As one might suspect, the young wife is “up for grabs,” the center of attention for most of the males. Sonia, who is “plain,” and knows it, would love to be the center of at least one man’s attention – alas. And there is considerable conflict between Uncle Vanya and the Professor, with the former describing the later as: “for twenty-five years he has been reading and writing things that clever men have long known and stupid ones are not interested in; for twenty-five years he has been making imaginary mountains our of molehills.”

Chekhov demonstrates a strong ecological streak, and love of the natural world, long before the first “Earth Day.” Consider the remarks of Doctor Astroff: “Oh, I don’t object, of course, to cutting wood from necessity, but why destroy the forests? The woods of Russia are trembling under the blows of the axe. Millions of trees have perished. The homes of wild animals and birds have been desolated; the rivers are shrinking and many beautiful landscapes are gone forever. And why? Because men are too lazy and stupid to stoop down and pick up their fuel from the ground.” And this is written at the end of the 19th century!

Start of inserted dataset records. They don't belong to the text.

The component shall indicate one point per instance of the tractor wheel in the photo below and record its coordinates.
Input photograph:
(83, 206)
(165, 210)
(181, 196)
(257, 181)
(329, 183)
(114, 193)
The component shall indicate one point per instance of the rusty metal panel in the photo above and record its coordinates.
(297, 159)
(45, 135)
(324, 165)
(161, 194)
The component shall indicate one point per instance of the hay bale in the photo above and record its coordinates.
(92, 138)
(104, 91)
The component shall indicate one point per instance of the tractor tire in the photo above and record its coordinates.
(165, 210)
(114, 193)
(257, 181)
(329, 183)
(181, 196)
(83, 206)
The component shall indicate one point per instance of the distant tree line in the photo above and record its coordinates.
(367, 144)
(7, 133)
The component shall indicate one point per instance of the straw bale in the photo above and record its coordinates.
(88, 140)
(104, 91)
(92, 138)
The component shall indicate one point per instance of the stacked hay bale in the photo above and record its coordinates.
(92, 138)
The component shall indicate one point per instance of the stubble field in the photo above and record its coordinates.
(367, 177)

Dr. Astroff also chimes in on the eternal questions of male-female relationships: “A woman can only become a man’s friend after having first been his acquaintance and then his beloved – then she becomes his friend.” Overall, the play is morose and gloomy, with Uncle Vanya saying it might be a fine day for a suicide. The climactic scene, and one that it is important to recall if one is to be “au courant” in literature, is the failed homicide attempt made by Uncle Vanya. In fact, his gun is a reference point. The attempt is the closing of the third act. The fourth act is a “long good-bye” that I felt added very little to the play, and thus, overall, believe it rates 4-stars.